VA: ¿Dónde hay más muertos sin identificar?
MPR: En Antioquia, Valle del Cauca y Cundinamarca. (Vea cuáles son los cementerios visitados y cuántos cuerpos encontraron sin identificar en cada uno de ellos).

VA: ¿Qué sigue con los casi 6 mil cuerpos sin identificar que están en los cementerios?
MPR: Estamos ad portas de suscribir de nuevo el convenio con Medicina Legal para cruzar información. Compararemos con los 9 mil que ya encontramos para saber cuántos de esos están en el cementerio. No me atrevo a decirlo con certeza pero creemos que son más de 200 que ya podemos saber quiénes son y dónde están.

VA: ¿Por qué se demora tanto el proceso para identificar un cuerpo?
MPR: Por las condiciones de inhumación. No en todos los cementerios están los cuerpos fácilmente ubicables. En otros casos, están enterrados sin que la fosa esté nombrada. Incluso, unos cementerios ya no existen porque se los ha llevado el río. Ha sido dispendioso y nos ha exigido tener 18 antropólogos forenses del Ministerio del Interior dedicados exclusivamente a hacer ese trabajo. También hemos tenido que acudir al sepulturero.

VA: ¿Qué papel desempeñan ellos en la búsqueda?
MPR: Estamos ligados a la memoria del sepulturero. Él recibe el cadáver y decide cómo y dónde enterrarlo. Por eso hemos hecho unos talleres con ellos para capacitarlos sobre cómo enterrar un cadáver y cuál es la precisión de los datos que deben recopilarse para luego identificar a esa persona. Además, han aprendido que no pueden enterrar dos cuerpos en una sola fosa.

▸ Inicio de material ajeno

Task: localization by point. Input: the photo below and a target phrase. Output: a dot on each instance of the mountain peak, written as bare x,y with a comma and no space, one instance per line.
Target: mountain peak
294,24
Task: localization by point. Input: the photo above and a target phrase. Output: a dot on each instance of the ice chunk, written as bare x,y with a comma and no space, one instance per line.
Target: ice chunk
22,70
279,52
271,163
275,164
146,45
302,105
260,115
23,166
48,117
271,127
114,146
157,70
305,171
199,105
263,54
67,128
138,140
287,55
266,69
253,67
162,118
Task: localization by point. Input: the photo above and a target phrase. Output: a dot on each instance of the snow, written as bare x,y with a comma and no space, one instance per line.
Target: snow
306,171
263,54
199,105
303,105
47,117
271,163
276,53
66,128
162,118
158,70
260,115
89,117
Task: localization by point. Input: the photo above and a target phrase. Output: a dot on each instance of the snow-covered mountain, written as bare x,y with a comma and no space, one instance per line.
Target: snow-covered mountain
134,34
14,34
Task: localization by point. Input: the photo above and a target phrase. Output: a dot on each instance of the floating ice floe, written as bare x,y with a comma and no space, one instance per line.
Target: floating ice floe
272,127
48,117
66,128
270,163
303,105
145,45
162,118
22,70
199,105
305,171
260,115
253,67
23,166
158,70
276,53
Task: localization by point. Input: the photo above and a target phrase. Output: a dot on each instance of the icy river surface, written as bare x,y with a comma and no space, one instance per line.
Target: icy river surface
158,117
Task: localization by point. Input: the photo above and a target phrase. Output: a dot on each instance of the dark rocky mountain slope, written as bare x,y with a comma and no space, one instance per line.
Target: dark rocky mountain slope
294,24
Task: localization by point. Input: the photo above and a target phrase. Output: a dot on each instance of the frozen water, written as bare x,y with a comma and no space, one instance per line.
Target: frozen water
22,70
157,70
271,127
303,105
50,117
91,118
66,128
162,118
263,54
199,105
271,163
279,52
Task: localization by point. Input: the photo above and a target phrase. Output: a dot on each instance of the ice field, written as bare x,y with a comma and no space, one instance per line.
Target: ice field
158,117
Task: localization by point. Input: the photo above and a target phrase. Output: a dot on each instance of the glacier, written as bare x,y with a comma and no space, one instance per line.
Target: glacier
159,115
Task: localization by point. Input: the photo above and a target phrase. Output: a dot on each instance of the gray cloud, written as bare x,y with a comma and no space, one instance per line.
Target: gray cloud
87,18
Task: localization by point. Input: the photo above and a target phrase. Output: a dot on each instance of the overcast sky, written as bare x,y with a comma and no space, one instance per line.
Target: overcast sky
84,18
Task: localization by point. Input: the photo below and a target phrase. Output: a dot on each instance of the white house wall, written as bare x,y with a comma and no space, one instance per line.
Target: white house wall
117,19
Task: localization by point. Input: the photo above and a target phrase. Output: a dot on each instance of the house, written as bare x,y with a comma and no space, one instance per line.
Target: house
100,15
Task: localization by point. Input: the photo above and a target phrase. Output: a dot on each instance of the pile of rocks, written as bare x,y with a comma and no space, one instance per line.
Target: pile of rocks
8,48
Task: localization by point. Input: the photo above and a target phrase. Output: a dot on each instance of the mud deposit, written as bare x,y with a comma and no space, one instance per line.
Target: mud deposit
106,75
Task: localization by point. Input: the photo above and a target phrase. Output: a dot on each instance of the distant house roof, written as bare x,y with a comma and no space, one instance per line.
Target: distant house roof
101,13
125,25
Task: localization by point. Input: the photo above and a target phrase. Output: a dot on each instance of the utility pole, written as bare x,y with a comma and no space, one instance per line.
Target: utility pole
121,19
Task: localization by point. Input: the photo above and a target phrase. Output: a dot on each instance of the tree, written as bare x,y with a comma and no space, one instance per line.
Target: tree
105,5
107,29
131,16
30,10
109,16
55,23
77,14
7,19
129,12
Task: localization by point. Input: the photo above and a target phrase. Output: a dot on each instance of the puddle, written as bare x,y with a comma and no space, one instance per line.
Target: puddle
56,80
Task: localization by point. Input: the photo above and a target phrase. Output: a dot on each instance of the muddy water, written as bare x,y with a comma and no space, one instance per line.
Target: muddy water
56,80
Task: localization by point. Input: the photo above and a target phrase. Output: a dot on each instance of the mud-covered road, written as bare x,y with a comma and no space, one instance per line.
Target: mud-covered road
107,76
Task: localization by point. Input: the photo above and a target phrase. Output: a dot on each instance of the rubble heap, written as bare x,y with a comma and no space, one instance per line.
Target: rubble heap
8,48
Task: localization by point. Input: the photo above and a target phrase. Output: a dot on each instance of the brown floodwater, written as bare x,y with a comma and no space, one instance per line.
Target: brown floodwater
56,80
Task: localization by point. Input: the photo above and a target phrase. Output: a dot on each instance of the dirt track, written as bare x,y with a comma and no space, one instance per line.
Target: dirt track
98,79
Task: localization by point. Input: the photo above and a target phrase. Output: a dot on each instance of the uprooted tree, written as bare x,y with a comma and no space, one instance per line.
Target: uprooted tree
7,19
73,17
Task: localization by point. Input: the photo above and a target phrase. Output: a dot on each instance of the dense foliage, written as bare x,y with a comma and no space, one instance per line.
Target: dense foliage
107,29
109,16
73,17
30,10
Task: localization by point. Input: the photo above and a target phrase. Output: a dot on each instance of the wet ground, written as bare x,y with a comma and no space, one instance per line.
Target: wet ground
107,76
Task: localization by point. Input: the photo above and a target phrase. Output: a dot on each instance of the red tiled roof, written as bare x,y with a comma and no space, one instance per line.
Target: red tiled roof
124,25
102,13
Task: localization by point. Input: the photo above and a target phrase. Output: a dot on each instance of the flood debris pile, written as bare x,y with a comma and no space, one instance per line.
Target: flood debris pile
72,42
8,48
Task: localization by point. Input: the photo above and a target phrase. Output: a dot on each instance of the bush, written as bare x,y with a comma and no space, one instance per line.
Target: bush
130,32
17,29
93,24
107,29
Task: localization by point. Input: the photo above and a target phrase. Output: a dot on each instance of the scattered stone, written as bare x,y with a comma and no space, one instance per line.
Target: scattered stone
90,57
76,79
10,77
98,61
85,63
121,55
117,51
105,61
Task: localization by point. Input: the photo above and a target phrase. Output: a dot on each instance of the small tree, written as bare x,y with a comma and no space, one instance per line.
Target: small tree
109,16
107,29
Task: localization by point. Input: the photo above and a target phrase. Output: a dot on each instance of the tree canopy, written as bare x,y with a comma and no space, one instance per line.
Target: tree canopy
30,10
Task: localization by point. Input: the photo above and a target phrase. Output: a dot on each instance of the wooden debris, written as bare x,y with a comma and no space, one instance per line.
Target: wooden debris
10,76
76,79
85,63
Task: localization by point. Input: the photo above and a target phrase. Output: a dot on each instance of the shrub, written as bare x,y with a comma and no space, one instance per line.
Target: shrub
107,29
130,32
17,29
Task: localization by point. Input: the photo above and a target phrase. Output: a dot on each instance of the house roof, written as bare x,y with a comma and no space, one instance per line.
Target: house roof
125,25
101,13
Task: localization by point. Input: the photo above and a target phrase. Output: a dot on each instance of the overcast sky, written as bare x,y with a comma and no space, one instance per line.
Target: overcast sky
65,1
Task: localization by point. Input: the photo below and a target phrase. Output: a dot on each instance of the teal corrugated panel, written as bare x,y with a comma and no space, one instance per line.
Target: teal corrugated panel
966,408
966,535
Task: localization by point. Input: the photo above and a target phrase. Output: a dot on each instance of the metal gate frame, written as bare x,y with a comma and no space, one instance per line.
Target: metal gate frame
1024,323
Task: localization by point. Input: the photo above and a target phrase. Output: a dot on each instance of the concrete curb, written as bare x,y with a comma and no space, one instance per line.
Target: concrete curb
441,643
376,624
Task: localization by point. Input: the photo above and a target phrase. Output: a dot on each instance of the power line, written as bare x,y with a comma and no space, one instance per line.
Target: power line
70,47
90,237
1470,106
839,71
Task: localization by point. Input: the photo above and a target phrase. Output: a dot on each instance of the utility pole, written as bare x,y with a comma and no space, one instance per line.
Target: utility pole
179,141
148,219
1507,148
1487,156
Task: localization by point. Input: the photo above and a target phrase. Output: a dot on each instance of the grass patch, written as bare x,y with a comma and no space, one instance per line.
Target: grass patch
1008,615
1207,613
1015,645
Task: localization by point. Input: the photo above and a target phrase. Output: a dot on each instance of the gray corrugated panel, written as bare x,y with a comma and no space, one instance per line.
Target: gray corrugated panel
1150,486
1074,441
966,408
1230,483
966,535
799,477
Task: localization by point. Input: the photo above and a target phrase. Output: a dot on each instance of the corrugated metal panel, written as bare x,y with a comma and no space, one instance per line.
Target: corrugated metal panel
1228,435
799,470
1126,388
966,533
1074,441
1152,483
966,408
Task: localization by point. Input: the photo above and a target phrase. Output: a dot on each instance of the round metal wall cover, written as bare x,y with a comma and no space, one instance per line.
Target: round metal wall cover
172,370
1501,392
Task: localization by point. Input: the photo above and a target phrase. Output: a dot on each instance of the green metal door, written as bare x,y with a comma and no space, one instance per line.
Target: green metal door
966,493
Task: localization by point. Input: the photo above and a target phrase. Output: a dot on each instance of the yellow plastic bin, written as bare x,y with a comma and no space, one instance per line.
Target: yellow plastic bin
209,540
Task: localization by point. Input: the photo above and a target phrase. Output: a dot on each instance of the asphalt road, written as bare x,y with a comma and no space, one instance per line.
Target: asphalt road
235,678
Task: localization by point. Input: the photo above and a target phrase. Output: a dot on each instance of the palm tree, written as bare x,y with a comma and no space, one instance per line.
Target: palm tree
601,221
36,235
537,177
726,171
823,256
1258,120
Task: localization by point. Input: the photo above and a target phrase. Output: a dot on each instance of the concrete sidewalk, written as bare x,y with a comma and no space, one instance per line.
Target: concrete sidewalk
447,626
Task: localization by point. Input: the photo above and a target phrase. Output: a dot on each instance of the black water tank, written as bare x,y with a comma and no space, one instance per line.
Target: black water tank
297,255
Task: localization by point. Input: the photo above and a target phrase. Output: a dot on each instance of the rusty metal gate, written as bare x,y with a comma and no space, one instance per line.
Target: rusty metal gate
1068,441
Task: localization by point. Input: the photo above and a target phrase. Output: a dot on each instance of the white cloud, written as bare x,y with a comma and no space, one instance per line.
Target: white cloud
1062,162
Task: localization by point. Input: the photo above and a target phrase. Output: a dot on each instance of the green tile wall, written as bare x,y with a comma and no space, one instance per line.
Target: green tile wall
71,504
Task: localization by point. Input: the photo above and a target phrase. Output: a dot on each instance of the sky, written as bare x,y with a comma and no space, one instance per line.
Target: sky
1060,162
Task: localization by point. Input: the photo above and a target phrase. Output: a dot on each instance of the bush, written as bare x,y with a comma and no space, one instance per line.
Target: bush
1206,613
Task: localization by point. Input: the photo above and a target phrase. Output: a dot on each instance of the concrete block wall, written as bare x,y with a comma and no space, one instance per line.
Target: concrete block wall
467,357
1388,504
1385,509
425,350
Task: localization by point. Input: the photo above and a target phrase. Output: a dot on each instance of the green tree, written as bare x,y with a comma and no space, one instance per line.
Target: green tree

VA: Después de la identificación, viene la entrega. ¿Cómo encontrar a las familias?
MPR: La primera fuente son las redes de familias que buscan a sus seres queridos. Tenemos que tener mucho cuidado. No podemos sacar letreros públicos. Sino informarle a la gente que puede acudir a tal cementerio por información. Otra acción complementaria es el banco de perfiles genéticos que se creó con el Decreto 303 de 2015.

VA: Es decir...
MPR: Las familias podrán acudir al banco si buscan un ser querido y dar su ADN. Cuando logremos sacar el ADN de unos restos mortales, podremos cruzarlos en el banco. Esa es una fuente de identificación.